Item 4. Purpose of Transaction
Item 4 of the Schedule 13D is hereby amended by adding the following:
The Issuer informed the Reporting Persons that the Issuer intends to issue subscription rights to purchase Shares (the
“Proposed Rights Offering”). In connection with the Proposed Rights Offering, the Issuer inquired whether the Reporting Persons would participate.

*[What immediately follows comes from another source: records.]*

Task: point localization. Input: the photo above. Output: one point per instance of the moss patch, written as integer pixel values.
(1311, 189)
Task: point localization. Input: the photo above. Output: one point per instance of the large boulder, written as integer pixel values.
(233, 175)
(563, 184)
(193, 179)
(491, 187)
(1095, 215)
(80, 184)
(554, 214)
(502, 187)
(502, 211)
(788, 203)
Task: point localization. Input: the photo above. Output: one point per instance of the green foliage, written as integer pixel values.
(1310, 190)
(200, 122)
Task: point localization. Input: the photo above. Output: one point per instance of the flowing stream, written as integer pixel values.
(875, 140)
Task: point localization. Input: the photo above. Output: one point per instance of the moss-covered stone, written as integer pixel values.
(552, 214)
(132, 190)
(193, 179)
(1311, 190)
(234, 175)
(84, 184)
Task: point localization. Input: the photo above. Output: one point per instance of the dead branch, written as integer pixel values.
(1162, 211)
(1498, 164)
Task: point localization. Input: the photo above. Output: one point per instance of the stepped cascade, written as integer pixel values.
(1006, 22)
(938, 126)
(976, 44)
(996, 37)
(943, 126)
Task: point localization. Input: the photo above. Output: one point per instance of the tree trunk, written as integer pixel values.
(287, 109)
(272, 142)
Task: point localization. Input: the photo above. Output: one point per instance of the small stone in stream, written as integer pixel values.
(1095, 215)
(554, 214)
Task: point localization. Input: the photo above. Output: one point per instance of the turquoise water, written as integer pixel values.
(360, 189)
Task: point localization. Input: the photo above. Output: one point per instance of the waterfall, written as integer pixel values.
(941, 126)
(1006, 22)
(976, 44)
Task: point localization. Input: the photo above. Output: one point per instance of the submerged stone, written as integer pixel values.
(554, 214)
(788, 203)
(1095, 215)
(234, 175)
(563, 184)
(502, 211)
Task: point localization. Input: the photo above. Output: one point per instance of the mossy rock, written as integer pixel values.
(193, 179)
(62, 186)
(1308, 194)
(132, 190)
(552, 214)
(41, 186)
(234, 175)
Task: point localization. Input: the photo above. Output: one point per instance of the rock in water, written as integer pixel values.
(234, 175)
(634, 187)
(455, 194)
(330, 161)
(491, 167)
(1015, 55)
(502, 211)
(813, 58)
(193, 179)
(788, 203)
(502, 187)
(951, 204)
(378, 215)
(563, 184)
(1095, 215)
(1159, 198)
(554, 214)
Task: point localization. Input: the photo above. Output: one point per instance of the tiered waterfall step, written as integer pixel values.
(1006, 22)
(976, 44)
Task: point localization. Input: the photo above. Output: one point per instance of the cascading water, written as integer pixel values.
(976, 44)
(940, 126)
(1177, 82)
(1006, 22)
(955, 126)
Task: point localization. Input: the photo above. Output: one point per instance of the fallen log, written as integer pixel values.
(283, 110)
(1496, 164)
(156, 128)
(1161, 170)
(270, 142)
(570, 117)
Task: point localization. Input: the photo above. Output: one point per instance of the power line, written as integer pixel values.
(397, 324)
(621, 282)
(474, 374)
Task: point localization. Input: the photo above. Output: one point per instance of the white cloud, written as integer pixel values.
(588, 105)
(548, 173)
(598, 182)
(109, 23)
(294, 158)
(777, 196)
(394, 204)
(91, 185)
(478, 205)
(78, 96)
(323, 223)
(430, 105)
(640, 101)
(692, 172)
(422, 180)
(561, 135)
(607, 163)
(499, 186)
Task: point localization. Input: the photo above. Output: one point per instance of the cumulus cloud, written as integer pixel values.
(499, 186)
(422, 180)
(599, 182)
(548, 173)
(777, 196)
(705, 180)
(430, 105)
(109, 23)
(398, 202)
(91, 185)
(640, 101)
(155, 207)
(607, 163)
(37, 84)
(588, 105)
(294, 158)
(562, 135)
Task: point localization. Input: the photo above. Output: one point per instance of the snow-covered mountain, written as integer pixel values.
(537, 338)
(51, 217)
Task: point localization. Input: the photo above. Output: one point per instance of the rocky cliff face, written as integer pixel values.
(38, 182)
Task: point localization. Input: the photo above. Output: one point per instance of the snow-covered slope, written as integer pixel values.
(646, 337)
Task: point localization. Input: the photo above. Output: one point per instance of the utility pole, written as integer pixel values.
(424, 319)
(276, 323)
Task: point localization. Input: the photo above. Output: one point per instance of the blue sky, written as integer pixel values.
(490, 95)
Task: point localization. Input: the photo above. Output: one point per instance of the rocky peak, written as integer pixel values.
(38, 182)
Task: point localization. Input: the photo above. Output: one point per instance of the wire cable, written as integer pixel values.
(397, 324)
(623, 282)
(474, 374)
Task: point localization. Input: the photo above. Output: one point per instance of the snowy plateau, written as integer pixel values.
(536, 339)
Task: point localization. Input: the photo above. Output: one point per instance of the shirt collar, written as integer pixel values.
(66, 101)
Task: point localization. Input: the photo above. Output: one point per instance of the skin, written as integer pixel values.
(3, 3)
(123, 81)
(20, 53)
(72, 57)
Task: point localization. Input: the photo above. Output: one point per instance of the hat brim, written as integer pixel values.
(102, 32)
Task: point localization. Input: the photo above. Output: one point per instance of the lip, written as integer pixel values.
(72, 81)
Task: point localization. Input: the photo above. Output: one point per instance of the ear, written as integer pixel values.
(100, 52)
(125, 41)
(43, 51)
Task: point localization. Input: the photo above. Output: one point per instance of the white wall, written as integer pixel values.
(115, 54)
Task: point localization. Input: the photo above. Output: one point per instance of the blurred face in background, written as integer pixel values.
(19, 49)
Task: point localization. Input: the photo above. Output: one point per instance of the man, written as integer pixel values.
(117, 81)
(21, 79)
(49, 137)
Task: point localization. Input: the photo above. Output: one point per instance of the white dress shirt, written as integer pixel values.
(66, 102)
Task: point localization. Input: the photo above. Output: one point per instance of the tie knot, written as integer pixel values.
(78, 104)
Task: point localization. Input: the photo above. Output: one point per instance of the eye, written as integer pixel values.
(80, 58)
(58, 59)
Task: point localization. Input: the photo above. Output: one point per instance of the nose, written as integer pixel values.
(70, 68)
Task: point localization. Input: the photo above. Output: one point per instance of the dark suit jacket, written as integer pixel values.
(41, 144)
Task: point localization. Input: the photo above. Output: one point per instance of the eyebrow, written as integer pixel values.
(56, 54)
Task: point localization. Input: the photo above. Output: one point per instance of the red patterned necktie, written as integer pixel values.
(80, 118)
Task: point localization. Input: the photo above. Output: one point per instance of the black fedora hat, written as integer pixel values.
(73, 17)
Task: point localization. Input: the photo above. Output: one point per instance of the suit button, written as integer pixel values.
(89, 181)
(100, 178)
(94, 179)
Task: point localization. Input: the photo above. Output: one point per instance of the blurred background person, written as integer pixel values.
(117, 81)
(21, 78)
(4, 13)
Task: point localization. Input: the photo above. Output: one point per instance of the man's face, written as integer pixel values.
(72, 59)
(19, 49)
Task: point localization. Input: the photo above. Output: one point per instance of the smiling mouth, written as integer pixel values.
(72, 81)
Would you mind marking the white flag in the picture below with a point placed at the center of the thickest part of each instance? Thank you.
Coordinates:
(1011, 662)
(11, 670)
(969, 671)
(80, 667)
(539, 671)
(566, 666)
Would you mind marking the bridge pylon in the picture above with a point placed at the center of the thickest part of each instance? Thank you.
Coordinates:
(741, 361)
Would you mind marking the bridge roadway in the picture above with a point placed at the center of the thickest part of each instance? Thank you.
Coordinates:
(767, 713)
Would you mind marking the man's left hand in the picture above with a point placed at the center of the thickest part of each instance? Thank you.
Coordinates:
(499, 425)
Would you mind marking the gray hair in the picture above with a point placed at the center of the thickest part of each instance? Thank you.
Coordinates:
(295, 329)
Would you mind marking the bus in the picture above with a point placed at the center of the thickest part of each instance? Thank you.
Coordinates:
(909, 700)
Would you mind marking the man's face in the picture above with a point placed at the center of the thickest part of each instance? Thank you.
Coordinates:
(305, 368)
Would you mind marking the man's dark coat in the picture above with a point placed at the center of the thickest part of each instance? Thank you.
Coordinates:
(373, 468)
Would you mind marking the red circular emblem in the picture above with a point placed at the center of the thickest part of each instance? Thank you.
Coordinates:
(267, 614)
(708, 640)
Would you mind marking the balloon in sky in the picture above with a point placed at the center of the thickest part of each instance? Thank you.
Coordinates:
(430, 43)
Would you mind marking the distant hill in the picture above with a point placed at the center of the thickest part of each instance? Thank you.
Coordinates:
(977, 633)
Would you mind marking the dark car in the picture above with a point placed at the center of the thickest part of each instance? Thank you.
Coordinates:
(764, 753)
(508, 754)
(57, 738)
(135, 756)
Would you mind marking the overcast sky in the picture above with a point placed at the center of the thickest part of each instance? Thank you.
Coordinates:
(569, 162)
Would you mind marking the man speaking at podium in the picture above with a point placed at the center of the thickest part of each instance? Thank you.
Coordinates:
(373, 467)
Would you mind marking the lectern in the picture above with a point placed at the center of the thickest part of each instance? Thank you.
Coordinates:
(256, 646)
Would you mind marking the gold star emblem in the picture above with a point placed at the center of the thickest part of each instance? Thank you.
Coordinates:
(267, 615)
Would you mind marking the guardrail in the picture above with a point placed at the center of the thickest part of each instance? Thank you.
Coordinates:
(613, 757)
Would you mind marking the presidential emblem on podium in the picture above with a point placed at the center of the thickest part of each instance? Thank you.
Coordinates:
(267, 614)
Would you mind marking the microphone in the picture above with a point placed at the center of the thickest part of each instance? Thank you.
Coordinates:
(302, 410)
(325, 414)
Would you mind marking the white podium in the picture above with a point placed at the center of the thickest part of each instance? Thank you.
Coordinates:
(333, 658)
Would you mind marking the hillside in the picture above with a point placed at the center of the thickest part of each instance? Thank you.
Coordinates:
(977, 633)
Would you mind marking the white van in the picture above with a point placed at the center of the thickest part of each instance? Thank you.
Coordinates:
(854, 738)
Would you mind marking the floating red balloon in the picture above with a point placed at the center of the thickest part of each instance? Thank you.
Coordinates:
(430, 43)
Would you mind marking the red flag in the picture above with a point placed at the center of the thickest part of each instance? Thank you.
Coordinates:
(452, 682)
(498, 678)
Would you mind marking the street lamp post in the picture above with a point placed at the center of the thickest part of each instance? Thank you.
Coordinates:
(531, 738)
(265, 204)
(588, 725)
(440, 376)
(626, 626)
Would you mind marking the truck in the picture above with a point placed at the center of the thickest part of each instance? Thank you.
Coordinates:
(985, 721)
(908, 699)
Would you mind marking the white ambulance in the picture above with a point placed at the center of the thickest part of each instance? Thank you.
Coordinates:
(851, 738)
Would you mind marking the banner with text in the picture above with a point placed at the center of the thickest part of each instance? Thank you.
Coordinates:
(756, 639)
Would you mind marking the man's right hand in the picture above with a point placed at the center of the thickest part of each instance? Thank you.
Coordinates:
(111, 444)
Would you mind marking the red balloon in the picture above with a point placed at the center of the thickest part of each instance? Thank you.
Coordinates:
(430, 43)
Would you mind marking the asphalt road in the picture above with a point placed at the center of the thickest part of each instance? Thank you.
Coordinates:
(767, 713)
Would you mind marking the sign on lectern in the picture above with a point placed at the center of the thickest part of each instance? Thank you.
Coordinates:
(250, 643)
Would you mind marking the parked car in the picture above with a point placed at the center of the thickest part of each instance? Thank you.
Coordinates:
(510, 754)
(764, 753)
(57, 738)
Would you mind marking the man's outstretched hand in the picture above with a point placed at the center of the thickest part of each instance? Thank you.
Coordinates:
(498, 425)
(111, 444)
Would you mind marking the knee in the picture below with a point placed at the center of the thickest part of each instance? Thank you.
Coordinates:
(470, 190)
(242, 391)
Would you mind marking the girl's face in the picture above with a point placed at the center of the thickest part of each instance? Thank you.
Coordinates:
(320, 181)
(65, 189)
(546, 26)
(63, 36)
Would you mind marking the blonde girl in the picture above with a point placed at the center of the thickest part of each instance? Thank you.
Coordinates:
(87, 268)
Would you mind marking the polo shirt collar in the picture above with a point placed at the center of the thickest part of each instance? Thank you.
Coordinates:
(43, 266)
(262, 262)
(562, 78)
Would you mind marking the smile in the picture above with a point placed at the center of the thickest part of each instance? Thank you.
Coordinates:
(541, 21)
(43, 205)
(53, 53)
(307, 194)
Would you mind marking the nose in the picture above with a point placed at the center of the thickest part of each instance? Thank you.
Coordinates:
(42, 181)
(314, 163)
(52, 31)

In response, on June 12, 2019, the Reporting Persons informed the Issuer that the Reporting Persons
intend to exercise fully all basic subscription rights and over-subscription rights allocated to the Reporting Persons in the Rights Offering.
SIGNATURE
After reasonable inquiry and to the best of each of the undersigned knowledge and belief, each of the
undersigned certifies that the information set forth in this statement is true, complete and correct.
Dated: June 13, 2019
ICAHN PARTNERS MASTER FUND LP
ICAHN OFFSHORE LP
ICAHN PARTNERS LP
ICAHN ONSHORE LP
BECKTON CORP.
HOPPER INVESTMENTS LLC
BARBERRY CORP.
HIGH RIVER LIMITED PARTNERSHIP
By: Hopper Investments LLC, general partner
By: Barberry Corp.
By: /s/ Edward E. Mattner
Name: Edward E. Mattner
Title: Authorized Signatory
ICAHN CAPITAL LP
By: IPH GP LLC, its general partner
By: Icahn Enterprises Holdings L.P., its sole member
By: Icahn Enterprises G.P. Inc., its general partner
IPH GP LLC
By: Icahn Enterprises Holdings L.P., its sole member
By: Icahn Enterprises G.P. Inc., its general partner
ICAHN ENTERPRISES HOLDINGS L.P.
By: Icahn Enterprises G.P. Inc., its general partner
ICAHN ENTERPRISES G.P. INC.
By: /s/ SungHwan Cho
Name: SungHwan Cho
Title: Chief Financial Officer
/s/ Carl C. Icahn
CARL C. ICAHN
[Signature Page of Amendment No. 4 to Schedule 13D – Hertz Global Holdings, Inc.]